We highly recommend checking out this recent article on the Fader about ties between urban planning/architecture and hip-hop. It's smart, original and — because we're always looking for that Motor City tie — its main source is a Detroiter. 

Mike Ford, who was born in the D and studied architecture at University of Detroit Mercy, breaks down for the site how bad urban planning (think towering projects with no nearby amenities) in the Bronx gave birth to hip-hop. 

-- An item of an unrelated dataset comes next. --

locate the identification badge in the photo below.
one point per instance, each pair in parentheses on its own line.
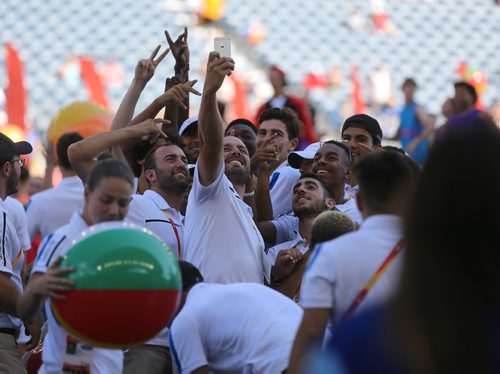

Starting with the shitty architecture, Ford gives a quick history lesson on how the iconic "concrete jungle" came to be. Like many United States cities, New York displaced many black communities with the creation of a highway. In this case it was the Cross Bronx Expressway. Developed by infamous urban planner Robert Moses in 1948 — and constructed between 1955 and 1972 — the highway cut right threw traditionally black neighborhoods. In an attempt to curb the displacement his plan caused, Moses pushed the concept of "towers in the park" — an idea that had been conceived by French modernist architect Le Corbusier.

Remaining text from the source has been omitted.